The most basic force behind the changes, though, is that Medicaid costs continue to increase more rapidly than state revenues. Ray Scheppach, executive director of the National Governors Association, said the states' new strategies are a trade-off, imposing "additional co-pays and small reductions in benefits" to avoid eventually "pushing hundreds of thousands of women and children off the rolls." Medicaid directors say they do not expect large savings in the next few years but hope to curb costs in the long run.
They are emphasizing preventive care and predict that patients will think twice about how much care to seek if they have to pay a fraction of the bill.
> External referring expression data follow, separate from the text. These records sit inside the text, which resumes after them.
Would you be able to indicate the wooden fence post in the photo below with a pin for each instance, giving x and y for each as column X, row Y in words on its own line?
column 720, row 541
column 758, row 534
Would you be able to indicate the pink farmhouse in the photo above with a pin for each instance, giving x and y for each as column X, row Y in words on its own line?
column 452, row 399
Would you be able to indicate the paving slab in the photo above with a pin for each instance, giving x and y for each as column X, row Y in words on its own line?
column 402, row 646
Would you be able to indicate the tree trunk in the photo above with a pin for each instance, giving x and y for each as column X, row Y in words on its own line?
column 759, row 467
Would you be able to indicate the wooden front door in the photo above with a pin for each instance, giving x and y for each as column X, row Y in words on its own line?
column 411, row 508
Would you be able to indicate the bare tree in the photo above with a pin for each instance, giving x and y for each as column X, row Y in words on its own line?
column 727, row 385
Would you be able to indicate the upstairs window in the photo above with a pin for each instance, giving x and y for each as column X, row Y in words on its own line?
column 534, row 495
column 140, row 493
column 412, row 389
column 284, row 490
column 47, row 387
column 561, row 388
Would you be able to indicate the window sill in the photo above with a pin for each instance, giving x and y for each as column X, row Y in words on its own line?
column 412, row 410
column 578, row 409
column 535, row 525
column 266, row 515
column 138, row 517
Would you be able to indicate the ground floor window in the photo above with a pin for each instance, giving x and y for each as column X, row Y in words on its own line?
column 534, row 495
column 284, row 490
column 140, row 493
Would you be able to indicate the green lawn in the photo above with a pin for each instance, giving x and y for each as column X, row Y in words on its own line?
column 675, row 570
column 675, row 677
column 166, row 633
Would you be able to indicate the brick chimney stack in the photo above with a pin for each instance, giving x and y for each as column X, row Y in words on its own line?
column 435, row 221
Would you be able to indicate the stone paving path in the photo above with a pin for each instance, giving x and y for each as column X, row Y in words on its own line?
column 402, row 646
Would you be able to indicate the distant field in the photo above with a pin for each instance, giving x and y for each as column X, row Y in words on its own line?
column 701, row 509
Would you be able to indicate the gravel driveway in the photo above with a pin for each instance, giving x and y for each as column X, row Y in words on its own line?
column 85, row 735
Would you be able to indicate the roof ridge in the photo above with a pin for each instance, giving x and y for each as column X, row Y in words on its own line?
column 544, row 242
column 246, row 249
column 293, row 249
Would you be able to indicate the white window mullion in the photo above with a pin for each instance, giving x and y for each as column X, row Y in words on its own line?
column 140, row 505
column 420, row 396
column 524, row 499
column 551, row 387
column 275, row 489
And by specifying different benefits for different groups of patients, "we are trying to take advantage of a tool that's really been available in the private sector," said David Rogers, Medicaid administrator for Idaho, which -- like Kentucky -- is starting next month to divide patients into "health-needs categories."
Like Florida, several states are trying to steer Medicaid patients into private-sector health insurance. Arkansas, for example, has just received federal permission to use Medicaid money to subsidize small companies with low-wage workers if they begin to offer employee health benefits.
The focus on private-sector insurance and self-reliance is favored by conservative groups, such as the Heritage Foundation and the Center for Health Transformation, which was founded three years ago by former House speaker Newt Gingrich (R-Ga.). "If you look particularly at the states like Florida that are emphasizing more individual responsibility," Gingrich said, "they are moving in exactly the right direction."
On the other hand, Ron Pollack, executive director of Families USA, a consumer health lobby, said, "Low-income individuals are increasingly going to be put at far greater risk of not receiving critically important services that they used to receive."
Joan Phillips, a West Virginia pediatrician, said she worries that, with the member agreements, children could be denied certain medical services if "the parent is not motivated or is dysfunctional." And Phillips said doctors who report to the state that a patient is not following the rules will face an ethical bind, knowing the patient will lose benefits as a result.
In Florida, Lori Parham, a state lobbyist for the AARP, worries about Medicaid patients who are healthy when they join a health plan but later get cancer, say, or have a heart attack, requiring more expensive treatment than their plan has been paid to provide. "The question becomes, will the care be available?" she said.
Alan Levine, secretary of Florida's Agency for Health Care Administration, said the revised Medicaid will give patients more "emotional buy-in" by increasing their choices and incentive to take care of themselves, while eventually saving the state money. "We are doing it for the right reasons," Levine said. "I just hope it works."